Path Finding for Complex Vehicles,
Members - Reputation: 352
Posted 28 May 2012 - 05:54 AM
I'm developing a RTS game where the player can create their own units (Vehicles) in game. This means that there is potentially massively differences between the different units in the game.
For example, there may be a big difference in unit sizes, such as one type of unit that is 3m x 2m x 2m, and nother that is 100m x 100m x 20m and another that is 80m x 10m x 10m etc.
Its not onyl sizes that may differ either, there are other things such as the weight, power, the actual way its driven (e.g. does it have wheels or catapilar tracks etc).
All these things effect which parts of the terrain the units can drive on. For example, there may be a narrow canyon that a 3x2x2 unit can travel down but a larger unit can't. Or there may be a steep incline that a powerful or light vehicle with catapilar tracks can get up but other vehicles cannot, etc.
This is a bit problem for pathfinding.... I've used A* successfully in the past but it seems like there are just too many variables for me to be able to use it here.
If size was the only variable then I could create 8 different A* maps, one for 1x1 units, the next for 2x2 units, next for 4x4 etc, up to 256m x 256m units, but that assumes all units are square and doesn't help with other variables such as weight, power, drivetrain etc.
Is there another type of pathfinding algorithm that is better suited?
The only other solution I can think of is to use A* but to calculate the node to node costs (And indeed whether its even possible to get from one node to another) in realtime. This would potentially be computationally expensive but probably do-able.
Any other suggestions?
Thanks in advance.
Members - Reputation: 156
Posted 28 May 2012 - 07:25 PM
There are ways to speed those validation computations up by precalculating data at map generation time.

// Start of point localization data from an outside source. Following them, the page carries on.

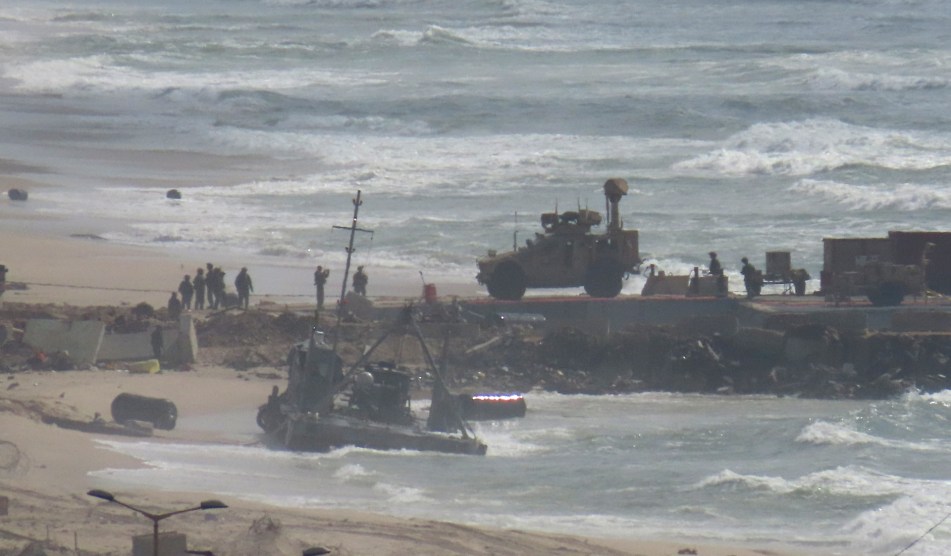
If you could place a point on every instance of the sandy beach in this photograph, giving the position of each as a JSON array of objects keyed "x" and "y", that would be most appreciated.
[{"x": 45, "y": 470}]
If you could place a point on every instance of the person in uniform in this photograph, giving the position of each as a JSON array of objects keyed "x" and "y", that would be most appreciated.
[
  {"x": 198, "y": 284},
  {"x": 716, "y": 269},
  {"x": 360, "y": 280},
  {"x": 750, "y": 278},
  {"x": 320, "y": 280},
  {"x": 243, "y": 284},
  {"x": 174, "y": 307},
  {"x": 210, "y": 286},
  {"x": 187, "y": 290}
]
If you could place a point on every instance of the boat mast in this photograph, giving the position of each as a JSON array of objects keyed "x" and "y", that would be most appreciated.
[{"x": 346, "y": 271}]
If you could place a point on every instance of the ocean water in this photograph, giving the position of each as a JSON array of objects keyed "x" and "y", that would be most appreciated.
[
  {"x": 818, "y": 477},
  {"x": 742, "y": 126}
]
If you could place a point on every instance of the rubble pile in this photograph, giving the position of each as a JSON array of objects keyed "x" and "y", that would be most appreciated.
[
  {"x": 815, "y": 361},
  {"x": 804, "y": 359}
]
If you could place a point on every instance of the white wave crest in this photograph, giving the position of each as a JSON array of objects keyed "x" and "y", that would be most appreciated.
[
  {"x": 822, "y": 432},
  {"x": 835, "y": 79},
  {"x": 806, "y": 147},
  {"x": 841, "y": 481},
  {"x": 905, "y": 197}
]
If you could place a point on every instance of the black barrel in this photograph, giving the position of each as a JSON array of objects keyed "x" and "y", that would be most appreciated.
[{"x": 161, "y": 413}]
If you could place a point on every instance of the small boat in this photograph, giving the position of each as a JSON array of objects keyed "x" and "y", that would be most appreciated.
[
  {"x": 369, "y": 406},
  {"x": 321, "y": 409}
]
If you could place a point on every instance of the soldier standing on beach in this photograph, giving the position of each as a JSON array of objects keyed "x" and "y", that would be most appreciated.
[
  {"x": 360, "y": 280},
  {"x": 243, "y": 284},
  {"x": 210, "y": 286},
  {"x": 716, "y": 269},
  {"x": 187, "y": 290},
  {"x": 320, "y": 280},
  {"x": 174, "y": 307},
  {"x": 199, "y": 285},
  {"x": 219, "y": 287}
]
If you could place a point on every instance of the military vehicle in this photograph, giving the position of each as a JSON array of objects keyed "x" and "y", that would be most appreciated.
[
  {"x": 885, "y": 270},
  {"x": 568, "y": 254}
]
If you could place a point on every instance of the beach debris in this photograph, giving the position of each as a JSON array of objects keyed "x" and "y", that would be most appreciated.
[{"x": 161, "y": 413}]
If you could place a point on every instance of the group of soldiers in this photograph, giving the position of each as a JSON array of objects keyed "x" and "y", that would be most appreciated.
[
  {"x": 752, "y": 279},
  {"x": 208, "y": 283},
  {"x": 359, "y": 284}
]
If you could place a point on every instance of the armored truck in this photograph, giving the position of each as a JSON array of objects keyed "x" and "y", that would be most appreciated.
[{"x": 568, "y": 254}]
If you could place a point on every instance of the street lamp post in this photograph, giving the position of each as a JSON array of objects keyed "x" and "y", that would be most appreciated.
[{"x": 203, "y": 505}]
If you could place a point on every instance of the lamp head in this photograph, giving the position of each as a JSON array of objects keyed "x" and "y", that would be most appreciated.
[
  {"x": 212, "y": 504},
  {"x": 97, "y": 493}
]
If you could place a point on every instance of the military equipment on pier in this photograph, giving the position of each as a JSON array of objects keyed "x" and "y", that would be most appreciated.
[
  {"x": 885, "y": 270},
  {"x": 568, "y": 254}
]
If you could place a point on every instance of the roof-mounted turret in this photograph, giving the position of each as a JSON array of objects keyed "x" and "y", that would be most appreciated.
[{"x": 614, "y": 189}]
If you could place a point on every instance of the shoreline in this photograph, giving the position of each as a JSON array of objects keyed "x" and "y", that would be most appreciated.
[
  {"x": 52, "y": 468},
  {"x": 64, "y": 464}
]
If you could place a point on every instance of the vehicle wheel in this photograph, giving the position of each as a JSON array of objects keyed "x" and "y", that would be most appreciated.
[
  {"x": 269, "y": 417},
  {"x": 507, "y": 282},
  {"x": 888, "y": 294},
  {"x": 604, "y": 279}
]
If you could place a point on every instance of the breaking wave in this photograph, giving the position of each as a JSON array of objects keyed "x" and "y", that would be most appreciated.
[{"x": 906, "y": 197}]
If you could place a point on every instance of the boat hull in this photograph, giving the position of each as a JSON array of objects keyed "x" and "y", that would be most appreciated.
[{"x": 309, "y": 433}]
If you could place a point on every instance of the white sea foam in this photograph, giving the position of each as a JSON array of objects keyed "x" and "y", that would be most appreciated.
[
  {"x": 849, "y": 481},
  {"x": 905, "y": 197},
  {"x": 807, "y": 147}
]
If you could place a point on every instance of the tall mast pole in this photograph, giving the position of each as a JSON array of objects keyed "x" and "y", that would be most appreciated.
[{"x": 346, "y": 271}]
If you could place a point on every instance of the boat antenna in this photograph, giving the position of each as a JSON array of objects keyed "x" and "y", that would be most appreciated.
[
  {"x": 515, "y": 234},
  {"x": 914, "y": 542},
  {"x": 346, "y": 271}
]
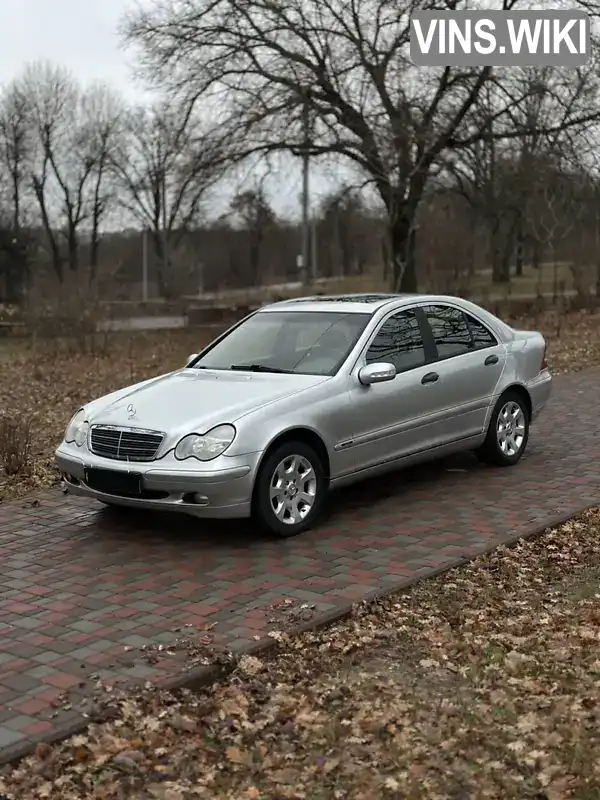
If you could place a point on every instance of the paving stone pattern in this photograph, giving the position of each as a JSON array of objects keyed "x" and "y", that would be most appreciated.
[{"x": 83, "y": 588}]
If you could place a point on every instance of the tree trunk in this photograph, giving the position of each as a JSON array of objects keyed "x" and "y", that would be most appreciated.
[
  {"x": 520, "y": 252},
  {"x": 403, "y": 252},
  {"x": 72, "y": 248}
]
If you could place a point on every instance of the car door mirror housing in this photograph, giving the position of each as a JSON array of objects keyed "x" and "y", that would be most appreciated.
[{"x": 376, "y": 373}]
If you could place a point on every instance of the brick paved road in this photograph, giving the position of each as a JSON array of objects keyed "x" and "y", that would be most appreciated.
[{"x": 82, "y": 589}]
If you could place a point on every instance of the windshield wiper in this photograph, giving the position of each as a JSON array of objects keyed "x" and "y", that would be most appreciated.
[{"x": 260, "y": 368}]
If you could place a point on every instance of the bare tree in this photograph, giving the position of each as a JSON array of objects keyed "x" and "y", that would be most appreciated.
[
  {"x": 349, "y": 62},
  {"x": 165, "y": 166},
  {"x": 257, "y": 216},
  {"x": 101, "y": 133},
  {"x": 71, "y": 132},
  {"x": 15, "y": 145},
  {"x": 342, "y": 213}
]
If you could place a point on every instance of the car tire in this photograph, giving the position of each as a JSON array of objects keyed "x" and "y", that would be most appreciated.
[
  {"x": 508, "y": 431},
  {"x": 287, "y": 510}
]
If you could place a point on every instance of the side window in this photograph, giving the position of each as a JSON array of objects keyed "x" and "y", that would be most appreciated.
[
  {"x": 482, "y": 337},
  {"x": 398, "y": 342},
  {"x": 450, "y": 331}
]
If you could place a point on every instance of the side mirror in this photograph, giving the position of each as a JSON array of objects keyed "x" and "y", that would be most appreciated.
[{"x": 376, "y": 373}]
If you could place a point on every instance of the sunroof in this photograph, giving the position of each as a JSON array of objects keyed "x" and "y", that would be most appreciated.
[{"x": 346, "y": 298}]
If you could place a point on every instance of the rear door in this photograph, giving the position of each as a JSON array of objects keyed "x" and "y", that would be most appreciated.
[{"x": 469, "y": 363}]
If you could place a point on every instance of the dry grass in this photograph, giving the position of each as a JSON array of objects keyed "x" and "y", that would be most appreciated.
[
  {"x": 482, "y": 683},
  {"x": 44, "y": 383}
]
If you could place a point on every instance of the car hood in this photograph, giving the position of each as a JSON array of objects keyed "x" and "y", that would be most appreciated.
[{"x": 196, "y": 400}]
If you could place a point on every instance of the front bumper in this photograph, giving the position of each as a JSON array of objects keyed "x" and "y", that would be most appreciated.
[{"x": 214, "y": 490}]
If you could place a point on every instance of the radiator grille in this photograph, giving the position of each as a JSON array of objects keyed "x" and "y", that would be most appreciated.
[{"x": 125, "y": 444}]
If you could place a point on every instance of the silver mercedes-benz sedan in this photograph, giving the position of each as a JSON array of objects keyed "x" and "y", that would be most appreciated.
[{"x": 308, "y": 395}]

Things you can store per cell:
- Distance to closest static obstacle, AKA, largest unit size that can stay on the cell.
- Cell slope.
- Average height difference at each edge, AKA, stair-step height when crossing to that neighbour. Useful for determining if legged entities can consider that cell accesible or not.

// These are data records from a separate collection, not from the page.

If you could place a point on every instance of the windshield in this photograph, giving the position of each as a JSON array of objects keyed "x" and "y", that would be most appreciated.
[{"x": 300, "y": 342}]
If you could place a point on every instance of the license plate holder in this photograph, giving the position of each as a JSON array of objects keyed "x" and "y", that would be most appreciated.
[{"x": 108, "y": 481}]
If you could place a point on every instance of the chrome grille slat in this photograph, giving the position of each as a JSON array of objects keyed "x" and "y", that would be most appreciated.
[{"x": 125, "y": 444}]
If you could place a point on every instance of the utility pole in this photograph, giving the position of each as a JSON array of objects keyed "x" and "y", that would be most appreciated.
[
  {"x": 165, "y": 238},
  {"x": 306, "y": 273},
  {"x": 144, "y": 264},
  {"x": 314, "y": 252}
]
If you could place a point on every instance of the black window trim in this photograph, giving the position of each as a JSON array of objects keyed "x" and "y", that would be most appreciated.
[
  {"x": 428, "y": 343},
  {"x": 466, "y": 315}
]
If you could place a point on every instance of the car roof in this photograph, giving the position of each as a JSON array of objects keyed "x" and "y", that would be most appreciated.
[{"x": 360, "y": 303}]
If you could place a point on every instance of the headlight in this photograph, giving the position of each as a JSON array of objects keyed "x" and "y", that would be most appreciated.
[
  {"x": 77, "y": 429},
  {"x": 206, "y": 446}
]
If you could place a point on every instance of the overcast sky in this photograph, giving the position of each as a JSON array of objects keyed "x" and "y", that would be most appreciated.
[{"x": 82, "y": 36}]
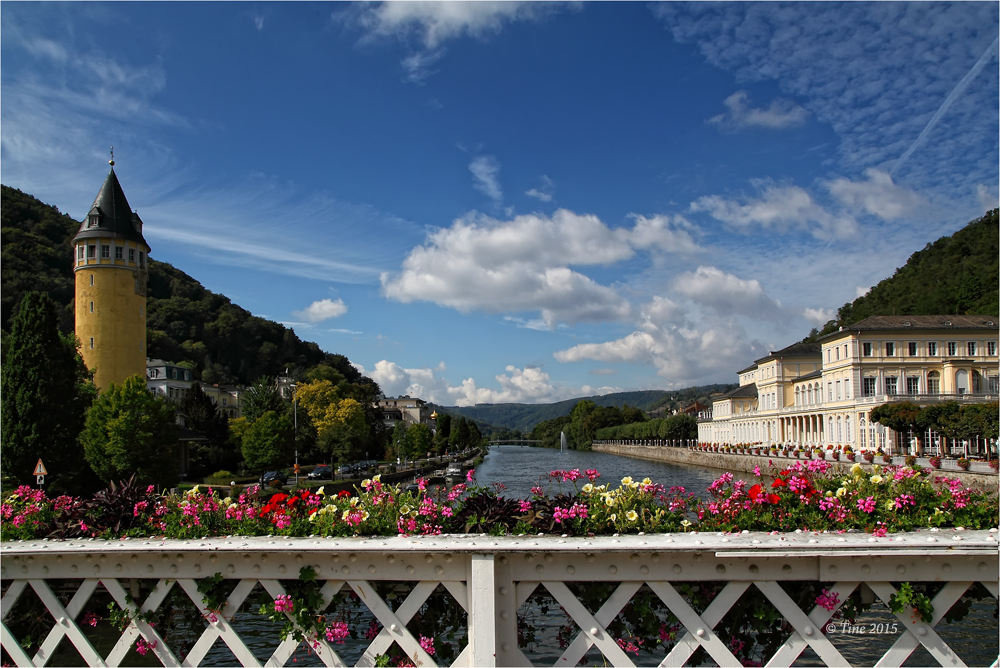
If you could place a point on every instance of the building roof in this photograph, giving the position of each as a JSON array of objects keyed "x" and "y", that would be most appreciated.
[
  {"x": 743, "y": 391},
  {"x": 116, "y": 218},
  {"x": 886, "y": 322}
]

If any of those conditions fail to meet your vehicle requirements for that particular adjacent cell then consider it not connected to the node you are evaluating at that point in your A* search.
Crossbones+ - Reputation: 2505
Posted 28 May 2012 - 11:36 PM
You could also store some state at each node, e.g. vehicle orientation and speed. This does break the optimality of A* if you handle it wrong, but generally vehicles aren't used in super constrained environments, so an acceptable solution would still be found. If you can quantize your states (e.g. 8 directions and 3 speeds) you could add another dimension to your A* graph which would allow basic problem solving, e.g. cover the same ground multiple times to achieve a goal like 3 point turns or jumping. Alternately you could tag difficult places on your map or detect them automatically and use canned techniques to solve problems, e.g. add a temporary node from your current position to behind you that executes a 3 point turn with cost x.
Members - Reputation: 352
Posted 29 May 2012 - 02:21 AM
I think what you're saying will work.
The only thing to mention is with reference to "Distance to closest static obstacle" is that its not quite that simple as its not clear what an obstacle is. For example, something that is an obstacle for a 3m x 3m vehicle may not be considered an obstacle for a 100m x 100m vehicle that can just drive over it.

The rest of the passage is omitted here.